A batting average is a way to measure a player's performance in hitting during games. It gives an idea of how often a player gets a hit. The formula for batting average is \(\text{Batting Average} = \frac{h}{a}\) where \(h\) is the number of hits and \(a\) is the number of at bats.
For example, let's say a player had 8 hits and went up to bat 22 times (at bats). We substitute these values into the formula to find the batting average:
\[\text{Batting Average} = \frac{8}{22} \]

Division is a mathematical operation where you split a number into equal parts. In the context of our batting average calculation, we're dividing the number of hits by the number of at bats. Using our example, we divide 8 by 22:
\[\frac{8}{22} \]
When you divide 8 by 22, you end up with a decimal number. It's important to perform the division correctly to get an accurate batting average.

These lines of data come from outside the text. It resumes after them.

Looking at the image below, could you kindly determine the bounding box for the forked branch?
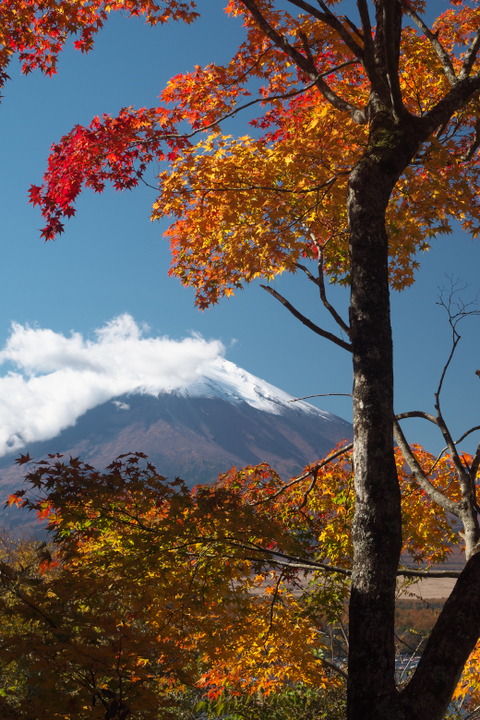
[402,0,457,85]
[260,285,352,352]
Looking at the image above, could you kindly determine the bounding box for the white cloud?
[0,314,224,455]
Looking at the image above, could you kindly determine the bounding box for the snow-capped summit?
[0,358,352,523]
[176,358,333,420]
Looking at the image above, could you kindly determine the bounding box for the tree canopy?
[4,0,480,720]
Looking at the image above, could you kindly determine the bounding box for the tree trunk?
[348,112,418,720]
[348,111,480,720]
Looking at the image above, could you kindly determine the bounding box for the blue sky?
[0,0,480,458]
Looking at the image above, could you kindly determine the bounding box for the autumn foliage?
[0,447,476,718]
[30,0,480,307]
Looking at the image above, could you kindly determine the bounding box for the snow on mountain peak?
[174,357,331,420]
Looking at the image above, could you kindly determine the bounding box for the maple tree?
[0,0,197,97]
[14,0,480,720]
[0,444,470,718]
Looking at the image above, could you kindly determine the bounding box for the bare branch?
[402,0,457,85]
[460,120,480,162]
[260,285,352,352]
[470,443,480,483]
[395,410,438,425]
[295,255,350,337]
[320,658,348,680]
[459,30,480,80]
[357,0,376,77]
[397,570,461,578]
[288,393,353,402]
[252,443,353,507]
[288,0,363,60]
[383,2,408,117]
[435,276,480,472]
[393,418,460,517]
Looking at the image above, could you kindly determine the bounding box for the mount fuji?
[0,357,352,524]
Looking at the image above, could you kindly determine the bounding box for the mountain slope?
[0,360,352,524]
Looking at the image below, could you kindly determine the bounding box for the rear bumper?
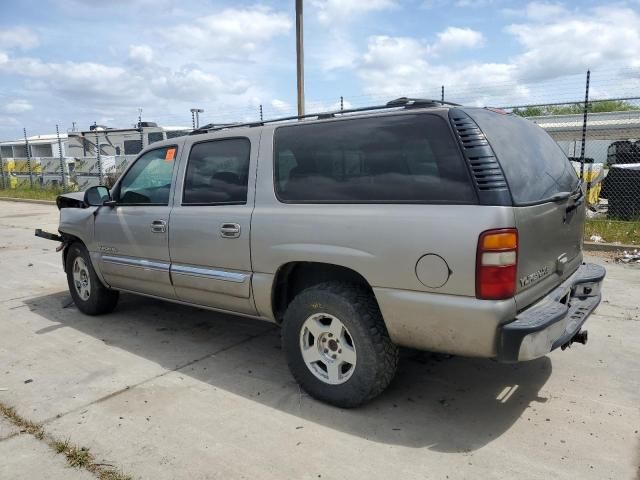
[497,263,606,362]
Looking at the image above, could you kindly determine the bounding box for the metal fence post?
[96,130,103,185]
[0,150,7,189]
[580,70,591,190]
[56,124,67,192]
[22,128,33,188]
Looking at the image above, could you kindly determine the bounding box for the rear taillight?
[476,228,518,300]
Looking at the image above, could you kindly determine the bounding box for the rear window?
[465,109,578,205]
[275,114,475,203]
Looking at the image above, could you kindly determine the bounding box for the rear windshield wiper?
[551,183,582,202]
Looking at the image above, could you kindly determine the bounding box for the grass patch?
[0,187,64,200]
[0,403,44,440]
[584,219,640,245]
[0,402,132,480]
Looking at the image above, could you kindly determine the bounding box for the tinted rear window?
[465,109,578,204]
[275,114,475,203]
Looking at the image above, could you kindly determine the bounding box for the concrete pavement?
[0,201,640,479]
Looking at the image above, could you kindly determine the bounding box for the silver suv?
[40,99,605,407]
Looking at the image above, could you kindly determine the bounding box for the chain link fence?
[0,78,640,244]
[0,126,191,196]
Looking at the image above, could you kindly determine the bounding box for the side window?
[182,138,251,205]
[117,147,178,205]
[275,114,475,203]
[124,140,142,155]
[147,132,164,145]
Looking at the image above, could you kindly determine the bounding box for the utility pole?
[296,0,304,117]
[191,108,204,129]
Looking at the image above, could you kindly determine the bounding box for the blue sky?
[0,0,640,139]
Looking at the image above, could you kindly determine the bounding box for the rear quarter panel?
[251,127,514,313]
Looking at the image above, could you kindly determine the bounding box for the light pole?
[191,108,204,130]
[296,0,304,117]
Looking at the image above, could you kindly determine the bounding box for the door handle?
[151,220,167,233]
[220,223,240,238]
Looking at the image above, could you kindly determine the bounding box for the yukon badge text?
[520,266,549,287]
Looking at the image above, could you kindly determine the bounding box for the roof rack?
[189,97,460,135]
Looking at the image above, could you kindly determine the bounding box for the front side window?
[147,132,164,145]
[124,140,142,155]
[182,138,251,205]
[275,114,475,203]
[118,147,178,205]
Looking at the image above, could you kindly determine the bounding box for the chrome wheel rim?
[72,257,91,301]
[300,313,357,385]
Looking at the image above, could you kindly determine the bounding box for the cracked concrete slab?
[0,202,640,480]
[0,416,20,441]
[0,435,95,480]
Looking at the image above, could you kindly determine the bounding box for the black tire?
[282,282,398,408]
[66,243,119,315]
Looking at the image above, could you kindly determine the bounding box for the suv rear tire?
[66,243,119,315]
[282,282,398,408]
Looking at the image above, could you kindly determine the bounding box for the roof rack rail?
[387,97,461,108]
[189,97,460,135]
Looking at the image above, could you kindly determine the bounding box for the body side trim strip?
[102,255,170,272]
[171,264,249,283]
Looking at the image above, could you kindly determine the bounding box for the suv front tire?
[66,243,119,315]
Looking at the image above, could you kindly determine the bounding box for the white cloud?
[0,115,20,129]
[357,3,640,101]
[311,0,398,24]
[506,5,640,80]
[271,98,293,113]
[129,45,154,63]
[525,2,569,20]
[437,27,484,50]
[0,27,40,50]
[359,37,518,98]
[161,7,292,59]
[2,99,33,113]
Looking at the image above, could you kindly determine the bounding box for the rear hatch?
[465,108,585,310]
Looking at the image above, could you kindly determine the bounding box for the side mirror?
[84,185,111,207]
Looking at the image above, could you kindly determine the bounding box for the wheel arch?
[271,261,377,323]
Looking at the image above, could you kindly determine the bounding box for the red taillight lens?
[476,228,518,300]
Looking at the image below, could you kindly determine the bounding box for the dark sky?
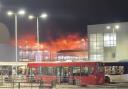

After performing division, you might get a long decimal number. Rounding helps simplify this number while keeping it accurate to a certain degree. Rounding to the nearest thousandth means we keep three decimal places.
In our example, the result of the division was approximately \(0.363636\).
To round to the nearest thousandth, look at the fourth decimal place. If it's 5 or more, round up. If it's less than 5, round down. \(\text{So, 0.3636 rounds to 0.364}\).

Fractions are a way to represent parts of a whole. In algebra, they often appear in formulas like our batting average formula. The fraction \( \frac{8}{22} \) is an algebraic expression where 8 is the numerator (top part) and 22 is the denominator (bottom part).
Fractions can be simplified or divided to find their decimal form. This simplifies calculations and comparisons.
Always be attentive when dealing with fractions in mathematical expressions and ensure proper division and simplification.